US 12,315,515 B2
	Method and system for user voice identification using ensembled deep learning algorithms
Shanshan Tuo, San Jose, CA (US); Divya Beeram, Fremont, CA (US); Meng Chen, Sunnyvale, CA (US); Neo Yuchen, Arcadia, CA (US); Wan Yu Zhang, Milpitas, CA (US); Nivethitha Kumar, Cupertino, CA (US); Kavita Sundar, Redwood City, CA (US); and Tomer Tal, Cupertino, CA (US)
Assigned to Intuit Inc., Mountain View, CA (US)
Filed by INTUIT INC., Mountain View, CA (US)
Filed on Jan. 30, 2024, as Appl. No. 18/426,488.
Application 18/426,488 is a continuation of application No. 17/183,006, filed on Feb. 23, 2021, granted, now 11,929,078.
Prior Publication US 2024/0169994 A1, May 23, 2024
This patent is subject to a terminal disclaimer.
Int. Cl. G10L 17/04 (2013.01); G06F 21/32 (2013.01); G06N 20/20 (2019.01); G10L 17/18 (2013.01); G10L 17/26 (2013.01); G10L 21/0208 (2013.01)

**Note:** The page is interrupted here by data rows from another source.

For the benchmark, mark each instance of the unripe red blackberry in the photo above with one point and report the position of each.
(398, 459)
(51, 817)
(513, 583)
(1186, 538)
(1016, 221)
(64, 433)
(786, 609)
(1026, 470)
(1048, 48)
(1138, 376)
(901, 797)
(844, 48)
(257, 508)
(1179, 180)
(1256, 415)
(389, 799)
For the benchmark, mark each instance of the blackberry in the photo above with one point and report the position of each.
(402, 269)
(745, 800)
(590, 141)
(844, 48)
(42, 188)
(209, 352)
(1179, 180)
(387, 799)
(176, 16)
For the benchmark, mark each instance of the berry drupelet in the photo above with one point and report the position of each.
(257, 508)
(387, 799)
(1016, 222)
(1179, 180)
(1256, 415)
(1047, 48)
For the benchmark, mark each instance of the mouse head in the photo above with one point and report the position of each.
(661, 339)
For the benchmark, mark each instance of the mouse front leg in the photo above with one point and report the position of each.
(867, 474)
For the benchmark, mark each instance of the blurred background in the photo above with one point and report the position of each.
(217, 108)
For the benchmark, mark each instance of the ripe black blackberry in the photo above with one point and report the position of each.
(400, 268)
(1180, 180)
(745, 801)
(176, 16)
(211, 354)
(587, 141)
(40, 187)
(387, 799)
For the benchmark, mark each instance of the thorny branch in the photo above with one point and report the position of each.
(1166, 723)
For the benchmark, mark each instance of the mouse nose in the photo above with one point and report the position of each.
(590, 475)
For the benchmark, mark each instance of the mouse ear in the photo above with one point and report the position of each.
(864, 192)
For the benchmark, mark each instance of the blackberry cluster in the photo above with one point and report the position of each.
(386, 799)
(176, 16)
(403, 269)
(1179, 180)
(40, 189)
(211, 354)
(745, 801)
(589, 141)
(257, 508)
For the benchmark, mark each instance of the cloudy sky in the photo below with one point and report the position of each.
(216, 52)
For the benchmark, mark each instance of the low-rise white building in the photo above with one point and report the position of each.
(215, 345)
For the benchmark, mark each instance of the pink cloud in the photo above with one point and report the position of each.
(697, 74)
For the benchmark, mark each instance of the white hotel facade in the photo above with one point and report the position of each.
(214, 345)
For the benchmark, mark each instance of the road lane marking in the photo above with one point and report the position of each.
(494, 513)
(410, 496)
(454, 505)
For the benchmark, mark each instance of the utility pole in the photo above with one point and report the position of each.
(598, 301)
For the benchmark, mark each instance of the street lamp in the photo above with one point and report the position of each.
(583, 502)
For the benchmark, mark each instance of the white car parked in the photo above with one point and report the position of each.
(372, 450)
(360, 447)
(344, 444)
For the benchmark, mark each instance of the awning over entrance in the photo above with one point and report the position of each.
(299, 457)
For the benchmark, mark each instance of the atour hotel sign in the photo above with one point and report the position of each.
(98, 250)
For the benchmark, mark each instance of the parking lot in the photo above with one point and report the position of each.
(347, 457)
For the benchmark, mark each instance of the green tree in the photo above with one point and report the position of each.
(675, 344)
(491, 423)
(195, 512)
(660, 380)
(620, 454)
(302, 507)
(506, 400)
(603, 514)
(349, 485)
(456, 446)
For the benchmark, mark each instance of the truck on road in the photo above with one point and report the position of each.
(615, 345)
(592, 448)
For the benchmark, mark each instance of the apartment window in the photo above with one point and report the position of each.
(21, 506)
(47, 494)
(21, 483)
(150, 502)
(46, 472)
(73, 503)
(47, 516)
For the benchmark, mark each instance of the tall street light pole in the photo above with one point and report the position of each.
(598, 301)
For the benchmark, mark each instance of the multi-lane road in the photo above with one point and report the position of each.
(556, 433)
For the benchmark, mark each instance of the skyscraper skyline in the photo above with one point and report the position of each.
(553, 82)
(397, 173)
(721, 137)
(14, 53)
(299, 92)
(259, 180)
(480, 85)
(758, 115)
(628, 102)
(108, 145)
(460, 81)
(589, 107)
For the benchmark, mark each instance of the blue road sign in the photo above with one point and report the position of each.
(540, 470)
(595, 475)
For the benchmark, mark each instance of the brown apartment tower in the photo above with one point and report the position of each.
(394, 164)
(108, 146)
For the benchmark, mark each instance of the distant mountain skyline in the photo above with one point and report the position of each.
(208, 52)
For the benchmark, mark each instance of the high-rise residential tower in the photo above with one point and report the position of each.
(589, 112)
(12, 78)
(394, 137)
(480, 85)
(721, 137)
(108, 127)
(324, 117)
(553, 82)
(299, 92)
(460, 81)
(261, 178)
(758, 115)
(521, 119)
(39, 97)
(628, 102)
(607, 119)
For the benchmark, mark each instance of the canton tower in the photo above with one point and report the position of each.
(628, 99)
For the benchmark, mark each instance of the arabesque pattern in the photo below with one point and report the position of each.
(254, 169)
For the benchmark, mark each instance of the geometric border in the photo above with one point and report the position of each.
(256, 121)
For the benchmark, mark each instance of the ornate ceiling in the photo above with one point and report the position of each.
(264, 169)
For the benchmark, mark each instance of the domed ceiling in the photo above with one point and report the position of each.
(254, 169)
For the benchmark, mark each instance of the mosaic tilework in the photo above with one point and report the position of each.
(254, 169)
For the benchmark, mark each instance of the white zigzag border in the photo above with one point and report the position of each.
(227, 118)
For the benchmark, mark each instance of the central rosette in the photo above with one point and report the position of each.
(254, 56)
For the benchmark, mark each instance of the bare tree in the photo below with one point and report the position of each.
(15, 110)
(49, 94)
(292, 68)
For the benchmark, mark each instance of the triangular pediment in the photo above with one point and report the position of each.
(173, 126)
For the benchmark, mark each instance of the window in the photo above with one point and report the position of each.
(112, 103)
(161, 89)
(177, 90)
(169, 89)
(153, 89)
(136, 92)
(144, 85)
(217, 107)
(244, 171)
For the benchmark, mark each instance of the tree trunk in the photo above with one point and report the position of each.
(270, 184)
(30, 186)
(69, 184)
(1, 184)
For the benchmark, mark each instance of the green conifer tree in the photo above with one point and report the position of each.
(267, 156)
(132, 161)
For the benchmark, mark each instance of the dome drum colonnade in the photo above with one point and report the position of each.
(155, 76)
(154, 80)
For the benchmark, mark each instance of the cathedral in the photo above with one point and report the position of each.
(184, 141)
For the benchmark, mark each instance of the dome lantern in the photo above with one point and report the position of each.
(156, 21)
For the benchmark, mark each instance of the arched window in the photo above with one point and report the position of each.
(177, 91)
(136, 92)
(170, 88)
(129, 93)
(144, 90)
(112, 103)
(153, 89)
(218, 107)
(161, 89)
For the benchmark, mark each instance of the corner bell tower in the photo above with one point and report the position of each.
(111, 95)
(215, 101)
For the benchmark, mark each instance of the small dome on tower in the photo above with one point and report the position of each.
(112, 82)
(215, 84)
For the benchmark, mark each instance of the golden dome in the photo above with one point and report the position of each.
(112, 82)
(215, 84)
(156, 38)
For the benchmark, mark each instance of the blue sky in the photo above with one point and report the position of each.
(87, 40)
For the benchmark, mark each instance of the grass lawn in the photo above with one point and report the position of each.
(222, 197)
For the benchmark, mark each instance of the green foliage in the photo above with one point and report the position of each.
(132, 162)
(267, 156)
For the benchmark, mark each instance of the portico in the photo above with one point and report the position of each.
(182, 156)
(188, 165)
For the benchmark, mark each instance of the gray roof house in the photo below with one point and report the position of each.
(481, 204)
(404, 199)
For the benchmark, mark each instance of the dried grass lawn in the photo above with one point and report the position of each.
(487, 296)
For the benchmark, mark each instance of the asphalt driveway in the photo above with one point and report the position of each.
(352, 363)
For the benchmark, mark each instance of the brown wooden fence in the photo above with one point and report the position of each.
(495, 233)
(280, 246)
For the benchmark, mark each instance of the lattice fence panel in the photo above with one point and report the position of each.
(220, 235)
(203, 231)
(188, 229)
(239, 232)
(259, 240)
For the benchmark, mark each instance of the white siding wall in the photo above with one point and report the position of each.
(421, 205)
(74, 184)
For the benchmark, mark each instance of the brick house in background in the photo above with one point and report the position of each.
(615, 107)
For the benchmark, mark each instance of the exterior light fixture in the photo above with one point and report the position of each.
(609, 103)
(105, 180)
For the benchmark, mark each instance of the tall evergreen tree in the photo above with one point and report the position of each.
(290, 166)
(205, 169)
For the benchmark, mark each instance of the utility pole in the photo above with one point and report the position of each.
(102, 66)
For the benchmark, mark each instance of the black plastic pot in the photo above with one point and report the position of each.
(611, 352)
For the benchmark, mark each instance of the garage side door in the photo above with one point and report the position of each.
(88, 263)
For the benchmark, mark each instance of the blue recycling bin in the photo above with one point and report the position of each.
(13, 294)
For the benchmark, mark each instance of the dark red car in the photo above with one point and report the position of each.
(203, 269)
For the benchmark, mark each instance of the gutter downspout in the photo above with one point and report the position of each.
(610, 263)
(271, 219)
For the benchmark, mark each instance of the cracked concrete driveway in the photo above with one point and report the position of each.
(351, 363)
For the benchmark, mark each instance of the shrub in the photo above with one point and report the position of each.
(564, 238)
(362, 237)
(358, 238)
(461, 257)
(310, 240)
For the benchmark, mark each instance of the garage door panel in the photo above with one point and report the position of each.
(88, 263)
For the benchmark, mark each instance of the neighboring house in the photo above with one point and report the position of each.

CPC G10L 17/04 (2013.01) [G06F 21/32 (2013.01); G06N 20/20 (2019.01); G10L 17/18 (2013.01); G10L 17/26 (2013.01); G10L 21/0208 (2013.01)]

20 Claims

1. A method for training a user detection model to identify a user of a software application based on voice recognition, comprising:

receiving a data set including a plurality of voice recordings;

generating, for each respective recording in the data set, a spectrogram representation based on the respective recording;

training one or more voice recognition models, wherein each model of the one or more voice recognition models is trained based on the spectrogram representation for each of the plurality of voice recordings in the data set;

selecting, for a selected speaker of a plurality of speakers, an evaluation set of recordings;

identifying a similar speaker to the selected speaker by:

providing inputs based on the evaluation set of recordings to the one or more voice recognition models, and

receiving an output from the one or more voice recognition models identifying the similar speaker as the selected speaker;

re-training the one or more voice recognition models based on a mapping of the selected speaker to the identified similar speaker; and

deploying the one or more voice recognition models to an interactive voice response system.